Stonesoft's customer base covers more than 6,500 mid and large-sized
organizations across various industries and geographical markets. Stonesoft has
the highest customer retention rate in the industry due to low TCO, a flexible
licensing model, and overall customer service excellence. Founded in 1990, the
company's track record is well recognized and visionary by certifiers, industry
analysts and demanding customers. Stonesoft is headquartered in Helsinki,
Finland. For more information visit www.stonesoft.com.

THIS RELEASE MAY NOT BE RELEASED OR OTHERWISE DISTRIBUTED, IN WHOLE OR IN PART,
IN OR INTO THE UNITED STATES, CANADA, JAPAN, AUSTRALIA, SOUTH AFRICA OR HONG
KONG OR IN ANY OTHER JURISDICTION IN WHICH THE TENDER OFFER WOULD BE PROHIBITED
BY APPLICABLE LAW.

THIS RELEASE IS NOT A TENDER OFFER DOCUMENT AND AS SUCH DOES NOT CONSTITUTE AN
OFFER OR INVITATION TO MAKE A SALES OFFER. INVESTORS SHALL ACCEPT THE TENDER
OFFER FOR THE SHARES AND OPTION RIGHTS ONLY ON THE BASIS OF THE INFORMATION
PROVIDED IN A TENDER OFFER DOCUMENT. OFFERS WILL NOT BE MADE DIRECTLY OR
INDIRECTLY IN ANY JURISDICTION WHERE EITHER AN OFFER OR PARTICIPATION THEREIN IS
PROHIBITED BY APPLICABLE LAW OR WHERE ANY TENDER OFFER DOCUMENT OR REGISTRATION
OR OTHER REQUIREMENTS WOULD APPLY IN ADDITION TO THOSE UNDERTAKEN IN FINLAND.

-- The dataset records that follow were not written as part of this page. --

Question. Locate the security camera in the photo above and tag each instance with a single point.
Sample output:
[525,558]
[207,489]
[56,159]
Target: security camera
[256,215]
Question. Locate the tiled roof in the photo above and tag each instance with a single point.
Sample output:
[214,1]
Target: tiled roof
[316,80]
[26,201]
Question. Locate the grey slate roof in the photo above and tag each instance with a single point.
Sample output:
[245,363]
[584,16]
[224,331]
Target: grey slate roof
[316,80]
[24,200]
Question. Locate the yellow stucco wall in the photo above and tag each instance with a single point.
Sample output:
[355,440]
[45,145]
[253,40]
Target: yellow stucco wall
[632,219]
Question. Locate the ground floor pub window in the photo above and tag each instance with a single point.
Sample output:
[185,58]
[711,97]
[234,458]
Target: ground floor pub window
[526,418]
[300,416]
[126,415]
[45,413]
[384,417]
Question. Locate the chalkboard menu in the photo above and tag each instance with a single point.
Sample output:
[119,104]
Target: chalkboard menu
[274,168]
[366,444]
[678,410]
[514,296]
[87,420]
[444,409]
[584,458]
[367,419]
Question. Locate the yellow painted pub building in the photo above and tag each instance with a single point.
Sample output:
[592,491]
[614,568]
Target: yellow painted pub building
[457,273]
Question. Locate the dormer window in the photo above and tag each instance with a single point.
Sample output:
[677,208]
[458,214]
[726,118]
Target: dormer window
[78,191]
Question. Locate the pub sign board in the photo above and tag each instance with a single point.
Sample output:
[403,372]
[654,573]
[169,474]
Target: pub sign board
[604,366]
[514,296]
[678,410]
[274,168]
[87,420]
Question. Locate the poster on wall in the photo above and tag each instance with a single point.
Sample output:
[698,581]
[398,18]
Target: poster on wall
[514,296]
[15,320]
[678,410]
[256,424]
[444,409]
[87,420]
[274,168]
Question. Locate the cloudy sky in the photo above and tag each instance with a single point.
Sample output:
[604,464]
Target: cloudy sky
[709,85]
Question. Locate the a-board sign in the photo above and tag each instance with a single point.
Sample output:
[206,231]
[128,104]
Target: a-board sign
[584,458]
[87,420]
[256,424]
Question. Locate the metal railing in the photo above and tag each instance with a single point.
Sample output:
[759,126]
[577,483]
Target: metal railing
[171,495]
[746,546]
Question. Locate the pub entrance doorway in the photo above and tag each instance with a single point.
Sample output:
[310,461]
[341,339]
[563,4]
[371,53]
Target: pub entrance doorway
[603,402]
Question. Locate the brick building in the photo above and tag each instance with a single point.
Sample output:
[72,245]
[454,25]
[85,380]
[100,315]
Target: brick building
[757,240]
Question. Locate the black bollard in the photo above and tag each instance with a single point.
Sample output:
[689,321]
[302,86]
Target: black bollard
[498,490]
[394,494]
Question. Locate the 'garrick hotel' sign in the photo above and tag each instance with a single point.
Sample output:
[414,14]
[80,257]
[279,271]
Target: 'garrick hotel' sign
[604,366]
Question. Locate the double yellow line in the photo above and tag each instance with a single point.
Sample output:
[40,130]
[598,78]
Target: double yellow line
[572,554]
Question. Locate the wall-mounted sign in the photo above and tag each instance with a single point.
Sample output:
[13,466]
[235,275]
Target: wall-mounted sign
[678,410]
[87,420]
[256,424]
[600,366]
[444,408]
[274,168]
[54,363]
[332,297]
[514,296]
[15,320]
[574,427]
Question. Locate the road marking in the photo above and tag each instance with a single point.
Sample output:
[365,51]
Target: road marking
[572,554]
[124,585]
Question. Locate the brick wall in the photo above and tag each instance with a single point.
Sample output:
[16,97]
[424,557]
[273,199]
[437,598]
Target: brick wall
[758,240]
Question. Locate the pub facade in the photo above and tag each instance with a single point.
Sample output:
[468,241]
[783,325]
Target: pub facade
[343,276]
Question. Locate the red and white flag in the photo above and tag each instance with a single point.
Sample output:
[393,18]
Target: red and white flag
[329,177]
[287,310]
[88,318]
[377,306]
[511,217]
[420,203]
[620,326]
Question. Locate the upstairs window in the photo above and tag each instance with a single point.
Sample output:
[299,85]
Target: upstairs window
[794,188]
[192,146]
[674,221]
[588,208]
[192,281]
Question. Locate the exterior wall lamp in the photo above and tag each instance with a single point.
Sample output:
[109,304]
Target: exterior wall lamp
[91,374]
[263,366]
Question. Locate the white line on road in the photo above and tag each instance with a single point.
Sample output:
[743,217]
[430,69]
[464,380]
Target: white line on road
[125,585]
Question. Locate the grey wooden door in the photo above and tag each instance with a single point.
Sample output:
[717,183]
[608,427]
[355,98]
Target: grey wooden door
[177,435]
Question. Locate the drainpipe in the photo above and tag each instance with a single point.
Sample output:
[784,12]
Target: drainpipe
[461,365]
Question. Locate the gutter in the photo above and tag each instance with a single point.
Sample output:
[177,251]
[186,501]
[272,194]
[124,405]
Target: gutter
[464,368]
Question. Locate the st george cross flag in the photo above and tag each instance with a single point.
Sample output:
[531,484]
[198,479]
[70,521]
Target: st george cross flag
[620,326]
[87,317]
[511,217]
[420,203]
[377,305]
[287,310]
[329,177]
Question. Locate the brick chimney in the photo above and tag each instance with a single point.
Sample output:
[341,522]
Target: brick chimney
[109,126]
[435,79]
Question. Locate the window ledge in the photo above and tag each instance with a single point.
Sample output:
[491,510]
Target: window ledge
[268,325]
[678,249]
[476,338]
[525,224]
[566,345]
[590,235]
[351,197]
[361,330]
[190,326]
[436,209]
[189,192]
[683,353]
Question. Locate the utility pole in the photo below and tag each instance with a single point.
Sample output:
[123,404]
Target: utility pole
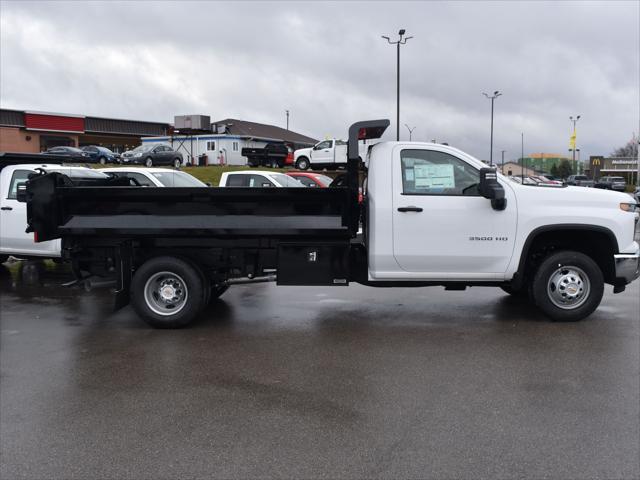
[522,158]
[410,130]
[573,138]
[400,41]
[495,95]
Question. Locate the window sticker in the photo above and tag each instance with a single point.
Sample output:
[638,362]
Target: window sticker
[434,176]
[408,174]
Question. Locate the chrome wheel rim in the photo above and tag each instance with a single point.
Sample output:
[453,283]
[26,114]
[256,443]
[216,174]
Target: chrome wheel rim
[568,287]
[166,293]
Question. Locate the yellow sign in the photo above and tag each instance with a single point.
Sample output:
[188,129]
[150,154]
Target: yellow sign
[572,140]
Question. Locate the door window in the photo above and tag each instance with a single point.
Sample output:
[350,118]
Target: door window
[238,180]
[306,181]
[18,177]
[259,181]
[428,172]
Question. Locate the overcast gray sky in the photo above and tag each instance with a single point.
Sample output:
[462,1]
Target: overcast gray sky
[327,64]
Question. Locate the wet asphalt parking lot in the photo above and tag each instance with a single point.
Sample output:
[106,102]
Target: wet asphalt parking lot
[315,383]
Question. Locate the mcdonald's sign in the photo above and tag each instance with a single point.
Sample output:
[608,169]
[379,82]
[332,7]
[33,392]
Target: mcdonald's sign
[596,165]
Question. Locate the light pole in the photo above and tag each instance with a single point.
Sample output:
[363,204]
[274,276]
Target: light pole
[495,95]
[410,130]
[522,158]
[573,138]
[400,41]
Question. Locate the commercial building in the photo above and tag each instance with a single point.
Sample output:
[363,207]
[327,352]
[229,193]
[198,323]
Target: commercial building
[516,170]
[626,167]
[223,141]
[543,162]
[33,132]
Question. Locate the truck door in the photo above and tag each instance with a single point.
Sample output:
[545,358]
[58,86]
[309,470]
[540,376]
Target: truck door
[442,227]
[13,218]
[322,153]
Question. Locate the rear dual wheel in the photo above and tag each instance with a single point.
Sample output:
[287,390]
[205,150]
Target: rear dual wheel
[168,292]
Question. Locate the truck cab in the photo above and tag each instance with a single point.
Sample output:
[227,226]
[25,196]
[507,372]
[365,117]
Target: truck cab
[14,240]
[329,154]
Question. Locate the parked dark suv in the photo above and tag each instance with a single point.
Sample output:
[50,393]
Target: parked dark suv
[612,183]
[152,154]
[74,154]
[101,155]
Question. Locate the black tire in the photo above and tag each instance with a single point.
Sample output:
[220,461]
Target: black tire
[303,163]
[188,287]
[570,277]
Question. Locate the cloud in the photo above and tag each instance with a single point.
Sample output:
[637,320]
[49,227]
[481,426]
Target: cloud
[327,64]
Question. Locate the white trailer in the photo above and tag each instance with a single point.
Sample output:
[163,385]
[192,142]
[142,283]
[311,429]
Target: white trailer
[220,149]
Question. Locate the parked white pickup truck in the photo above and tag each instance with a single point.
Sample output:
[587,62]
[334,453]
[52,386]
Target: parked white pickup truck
[328,154]
[13,238]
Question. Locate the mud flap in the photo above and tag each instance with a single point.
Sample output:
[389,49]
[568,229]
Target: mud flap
[123,275]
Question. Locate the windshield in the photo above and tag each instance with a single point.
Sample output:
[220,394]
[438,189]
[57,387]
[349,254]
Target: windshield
[142,148]
[286,180]
[177,179]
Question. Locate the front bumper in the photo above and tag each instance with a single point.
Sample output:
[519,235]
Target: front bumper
[627,267]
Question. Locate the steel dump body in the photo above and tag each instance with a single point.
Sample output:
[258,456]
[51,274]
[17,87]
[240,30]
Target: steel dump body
[123,212]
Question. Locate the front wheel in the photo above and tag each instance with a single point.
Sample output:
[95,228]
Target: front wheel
[167,292]
[568,286]
[303,163]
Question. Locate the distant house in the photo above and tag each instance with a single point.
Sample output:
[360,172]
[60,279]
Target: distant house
[514,169]
[224,142]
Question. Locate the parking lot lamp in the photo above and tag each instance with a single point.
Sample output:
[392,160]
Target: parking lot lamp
[410,130]
[400,41]
[495,95]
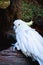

THE TENDER OFFER IS NOT BEING MADE DIRECTLY OR INDIRECTLY IN ANY JURISDICTION
WHERE PROHIBITED BY APPLICABLE LAW AND THE TENDER OFFER DOCUMENT AND RELATED
ACCEPTANCE FORMS MAY NOT AND WILL NOT BE DISTRIBUTED, FORWARDED OR TRANSMITTED
INTO OR FROM ANY JURISDICTION WHERE PROHIBITED BY APPLICABLE LAW. IN PARTICULAR,
THE TENDER OFFER IS NOT BEING MADE, DIRECTLY OR INDIRECTLY, IN OR INTO, OR BY
USE OF THE POSTAL SERVICE OF, OR BY ANY MEANS OR INSTRUMENTALITY (INCLUDING,
WITHOUT LIMITATION, FACSIMILE TRANSMISSION, TELEX, TELEPHONE OR THE INTERNET) OF
INTERSTATE OR FOREIGN COMMERCE OF, OR ANY FACILITIES OF A NATIONAL SECURITIES
EXCHANGE OF, THE UNITED STATES, CANADA, JAPAN, AUSTRALIA, SOUTH AFRICA OR HONG
KONG. THE TENDER OFFER CANNOT BE ACCEPTED BY ANY SUCH USE, MEANS OR
INSTRUMENTALITY OR FROM WITHIN THE UNITED STATES, CANADA, JAPAN, AUSTRALIA,
SOUTH AFRICA OR HONG KONG.

GOLDMAN SACHS INTERNATIONAL, WHICH IS AUTHORISED BY THE PRUDENTIAL REGULATION
AUTHORITY AND REGULATED BY THE FINANCIAL CONDUCT AUTHORITY AND THE PRUDENTIAL
REGULATION AUTHORITY IN THE UNITED KINGDOM, IS ACTING FOR MCAFEE AND THE OFFEROR
AND NO ONE ELSE IN CONNECTION WITH THE TENDER OFFER AND WILL NOT BE RESPONSIBLE
TO ANYONE OTHER THAN MCAFEE AND THE OFFEROR FOR PROVIDING THE PROTECTIONS
AFFORDED TO CLIENTS OF GOLDMAN SACHS INTERNATIONAL, OR FOR GIVING ADVICE IN
CONNECTION WITH THE TENDER OFFER OR ANY MATTER REFERRED TO HEREIN.